For a representative piece, I give you “Twentieth Century,” which originally appeared in the Alaska Quarterly Review. Like most centuries (thanks to humans), the Twentieth was pretty ugly, but memory plays interesting tricks, chief among them the propensity to sift out bad and magnify good. Maybe it’s a survival instinct.
See what happens when Smith personifies the Twentieth Century, directly addressing it. The poem has a confessional tone, almost like something out of a diary, something intended for the author’s eyes only but found by another reader, who can’t help but read it.
I must have missed the last train out of this gray city.
I’m scrolling the radio through shhhhhh. The streetlamps
fill with light, right on time, but no one is pouring it in.
Twentieth Century, you’re gone. You’re tucked into
a sleeping car, rolling to god-knows-where, and I’m
lonely for you. I know it’s naïve. But your horrors
were far away, and I thought I could stand them.

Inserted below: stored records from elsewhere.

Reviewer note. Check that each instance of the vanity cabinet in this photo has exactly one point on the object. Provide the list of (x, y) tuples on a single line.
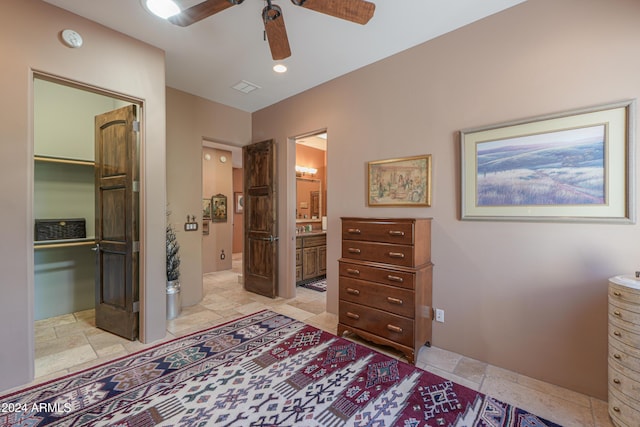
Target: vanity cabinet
[(385, 282), (624, 351), (311, 257)]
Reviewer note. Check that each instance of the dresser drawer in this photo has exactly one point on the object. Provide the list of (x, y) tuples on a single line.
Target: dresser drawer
[(386, 325), (386, 276), (621, 412), (625, 385), (624, 294), (624, 333), (378, 231), (623, 313), (379, 252), (618, 355), (388, 298)]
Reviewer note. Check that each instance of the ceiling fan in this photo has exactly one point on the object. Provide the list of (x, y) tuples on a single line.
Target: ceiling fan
[(358, 11)]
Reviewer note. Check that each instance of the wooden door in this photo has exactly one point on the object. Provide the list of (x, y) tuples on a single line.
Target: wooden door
[(260, 219), (116, 179)]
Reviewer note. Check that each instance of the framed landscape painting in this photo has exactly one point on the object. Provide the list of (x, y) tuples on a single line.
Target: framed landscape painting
[(575, 166), (400, 182)]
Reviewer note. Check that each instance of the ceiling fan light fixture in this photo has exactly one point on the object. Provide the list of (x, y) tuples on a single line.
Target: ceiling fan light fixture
[(280, 68), (162, 8)]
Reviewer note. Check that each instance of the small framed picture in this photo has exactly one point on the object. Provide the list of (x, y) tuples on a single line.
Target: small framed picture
[(400, 182), (206, 209), (219, 208), (238, 199)]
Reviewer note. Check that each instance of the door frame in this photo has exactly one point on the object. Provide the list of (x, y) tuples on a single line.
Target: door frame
[(142, 266)]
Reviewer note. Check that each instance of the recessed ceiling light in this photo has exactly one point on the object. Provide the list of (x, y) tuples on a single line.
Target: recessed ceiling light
[(162, 8), (280, 68)]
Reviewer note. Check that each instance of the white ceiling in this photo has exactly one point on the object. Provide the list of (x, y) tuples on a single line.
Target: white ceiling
[(209, 57)]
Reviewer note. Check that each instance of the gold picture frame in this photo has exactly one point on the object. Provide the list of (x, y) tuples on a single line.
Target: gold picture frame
[(576, 166), (399, 182)]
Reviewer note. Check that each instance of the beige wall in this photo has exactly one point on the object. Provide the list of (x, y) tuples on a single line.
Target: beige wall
[(238, 218), (529, 297), (29, 42), (190, 120)]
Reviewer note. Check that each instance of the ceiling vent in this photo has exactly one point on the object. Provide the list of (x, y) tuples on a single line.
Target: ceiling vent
[(245, 86)]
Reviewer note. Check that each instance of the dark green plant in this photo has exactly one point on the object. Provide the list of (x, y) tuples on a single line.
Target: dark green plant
[(173, 258)]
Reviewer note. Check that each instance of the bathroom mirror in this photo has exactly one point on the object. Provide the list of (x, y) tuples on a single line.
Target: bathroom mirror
[(308, 200)]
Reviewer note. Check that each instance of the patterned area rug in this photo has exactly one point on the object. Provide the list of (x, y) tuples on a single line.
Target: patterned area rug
[(318, 285), (265, 369)]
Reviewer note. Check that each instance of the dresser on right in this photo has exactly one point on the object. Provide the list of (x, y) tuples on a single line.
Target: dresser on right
[(385, 281), (624, 351)]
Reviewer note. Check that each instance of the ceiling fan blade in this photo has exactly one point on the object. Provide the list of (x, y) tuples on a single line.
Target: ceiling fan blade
[(358, 11), (276, 32), (200, 11)]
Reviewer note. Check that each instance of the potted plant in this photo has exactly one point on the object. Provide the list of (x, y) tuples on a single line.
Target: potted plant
[(173, 273)]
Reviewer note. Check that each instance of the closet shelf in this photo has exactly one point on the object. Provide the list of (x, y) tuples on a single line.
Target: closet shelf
[(49, 244), (63, 160)]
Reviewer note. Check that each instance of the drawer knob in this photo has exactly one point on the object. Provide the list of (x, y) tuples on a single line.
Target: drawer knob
[(394, 328), (394, 300)]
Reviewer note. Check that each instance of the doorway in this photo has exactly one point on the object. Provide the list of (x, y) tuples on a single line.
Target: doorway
[(311, 211), (64, 201), (222, 235)]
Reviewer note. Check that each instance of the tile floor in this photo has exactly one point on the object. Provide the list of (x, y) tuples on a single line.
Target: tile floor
[(71, 342)]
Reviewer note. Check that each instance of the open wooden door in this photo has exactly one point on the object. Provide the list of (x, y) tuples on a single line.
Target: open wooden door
[(117, 182), (260, 219)]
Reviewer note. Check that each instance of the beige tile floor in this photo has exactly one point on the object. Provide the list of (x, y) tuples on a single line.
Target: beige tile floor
[(71, 342)]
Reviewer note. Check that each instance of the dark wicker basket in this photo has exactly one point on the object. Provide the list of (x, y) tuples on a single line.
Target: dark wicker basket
[(60, 229)]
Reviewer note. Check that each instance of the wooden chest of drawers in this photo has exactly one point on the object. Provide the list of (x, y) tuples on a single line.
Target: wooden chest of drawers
[(385, 281), (624, 352)]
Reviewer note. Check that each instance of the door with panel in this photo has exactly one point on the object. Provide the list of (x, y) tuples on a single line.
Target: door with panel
[(260, 219), (117, 222)]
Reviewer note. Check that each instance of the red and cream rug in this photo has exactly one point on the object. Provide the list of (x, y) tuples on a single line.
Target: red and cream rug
[(264, 369)]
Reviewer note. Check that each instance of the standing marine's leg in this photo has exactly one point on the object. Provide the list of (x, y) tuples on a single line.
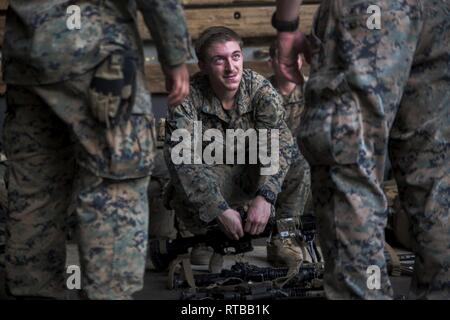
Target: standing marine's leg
[(420, 154), (40, 172), (356, 83), (111, 187)]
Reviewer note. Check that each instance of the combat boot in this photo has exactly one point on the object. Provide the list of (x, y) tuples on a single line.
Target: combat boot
[(200, 255), (283, 252)]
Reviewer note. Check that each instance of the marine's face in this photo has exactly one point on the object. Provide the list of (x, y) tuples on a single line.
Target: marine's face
[(224, 65)]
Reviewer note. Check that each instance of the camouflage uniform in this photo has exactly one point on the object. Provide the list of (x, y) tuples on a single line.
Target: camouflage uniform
[(297, 184), (3, 207), (370, 90), (65, 151), (201, 191), (162, 220)]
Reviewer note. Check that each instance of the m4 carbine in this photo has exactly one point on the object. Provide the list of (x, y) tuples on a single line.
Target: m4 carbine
[(162, 252)]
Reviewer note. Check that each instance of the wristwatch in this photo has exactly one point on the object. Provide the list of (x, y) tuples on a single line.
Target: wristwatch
[(270, 196), (285, 26)]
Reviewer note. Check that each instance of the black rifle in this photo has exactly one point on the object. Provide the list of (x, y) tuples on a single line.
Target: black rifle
[(297, 289), (162, 252), (244, 272)]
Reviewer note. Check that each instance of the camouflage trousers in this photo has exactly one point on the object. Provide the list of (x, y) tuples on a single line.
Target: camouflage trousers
[(238, 184), (371, 91), (61, 160), (162, 220)]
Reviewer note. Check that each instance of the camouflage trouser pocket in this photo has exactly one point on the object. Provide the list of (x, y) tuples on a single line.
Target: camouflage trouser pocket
[(331, 128), (131, 146), (112, 90)]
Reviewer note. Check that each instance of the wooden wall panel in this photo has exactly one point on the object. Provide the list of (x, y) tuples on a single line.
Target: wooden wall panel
[(248, 22)]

Twentieth Century, we had a good life more or less,
didn’t we? You made me. You wove the long braid
down my back. You kissed me in the snowy street
with everyone watching. You opened your mouth a little
and it scared me. Twentieth Century, it’s me, it’s me.
You said that to me once, as if I’d forgotten your face.
You strung me out until trees seemed to breathe,
expanding and contracting. You played “American Girl”
and turned it up loud. You said I was untouchable.
Do you remember the nights at Alum Creek, the lit
windows painting yellow Rothkos on the water?
Are they still there, or did you take them with you?
Say something. I’m here, waiting, scrolling the radio.
On every frequency, someone hushes me. Is it you?
Twentieth Century, are you there? I thought you were
a simpler time. I thought we’d live on a mountain
together, drinking melted snow, carving hawk totems
from downed pines. We’d never come back. Twentieth
Century, I was in so deep, I couldn’t see an end to you.
Truth is, everything is “a simpler time” when it has the advantage of living in the past. In the wrong hands, this can even be used for nefarious purposes (think: “Make America Great Again”). But in the right hands, it can strike a wistful tone illustrated by a montage of realistic images. Kisses in a snowy street. Opening the mouth a little. Lit windows painting “yellow Rothkos on the water.”
If you, too, are a product of the Twentieth Century, what belongs to the speaker becomes partly yours. Because the century of your birth is capable of two-timing more than one person.
Thus the appeal of poetry — how it is individual yet universal at the same time.